Cosima is a walking, talking example of that fate they could be meeting soon which makes her reaction to Delphine’s lies all the more powerful. It would be easy for her to allow her fear and her want to live to take over and allow the testing to continue without telling Sarah, but she doesn’t. Because as a clone she’s gone far too long being controlled by others.

This show is a beautiful showcase for female characters and one scene in particular highlighted this. Cosima, after learning the truth of who the stem cells came from yelled at Delphine about how it was her lab, her body and her science. Her agency for a brief moment had been stolen from a woman she trusts and it’s scary how easily it can be shaken. There’s a fundamental need to have control over your body and for one reason or another that hold has been forcibly lessoned as the years have gone by. Whether they lose the control through physical force or violence, whether they’re told that they’re bodies are made for nothing more that child bearing, or if they’re simply told how and what their body needs to be in order to conform to beauty standards: they’re controlled. Women are objects to some and Orphan Black takes this horrific notion and runs rampant with it. In many ways this show is all about how a group of women are fighting to have the right to control their bodies, as well as their lives.

This show was female-positive already due to the array of characters that Tatiana Maslany was given to play. She gets to play a rebel—all leather and black, the antihero archetype that is typically are given to men, the house wife who also kicks butt and has a drinking problem, a lesbian scientist, a power hungry, emotionally stunted villain, and a sociopathic wild child.

She’s given the chance to break the walls that have been built around female characters as well as lead her own action-packed, science fiction show.

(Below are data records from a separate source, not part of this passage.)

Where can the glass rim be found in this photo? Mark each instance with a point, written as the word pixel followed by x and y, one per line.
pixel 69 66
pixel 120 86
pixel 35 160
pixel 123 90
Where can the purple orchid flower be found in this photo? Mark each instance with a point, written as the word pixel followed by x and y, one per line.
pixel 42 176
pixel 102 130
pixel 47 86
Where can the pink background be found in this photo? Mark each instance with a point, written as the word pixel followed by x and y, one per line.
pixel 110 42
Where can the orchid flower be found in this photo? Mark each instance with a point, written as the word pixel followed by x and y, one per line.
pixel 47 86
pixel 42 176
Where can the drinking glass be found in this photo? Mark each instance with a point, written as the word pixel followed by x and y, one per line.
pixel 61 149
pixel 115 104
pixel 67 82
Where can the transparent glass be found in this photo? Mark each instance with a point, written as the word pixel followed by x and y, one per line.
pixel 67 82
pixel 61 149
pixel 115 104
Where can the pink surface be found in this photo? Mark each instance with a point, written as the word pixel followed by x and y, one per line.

Add in the commentary on personal ownership over women’s bodies and you’ve got quite the message. Sure much of the show dabbles in the flashy and campy and there’s a natural silliness to the premise (like all good sci-fi) but the grounding statement about this show is that no matter who you are, where you came from or where you’re going, your body is yours.

The episode was fun and entertaining—the pacing dragged it down a bit, but otherwise it was yet another strong installment to one of my favorite shows of the year thus far.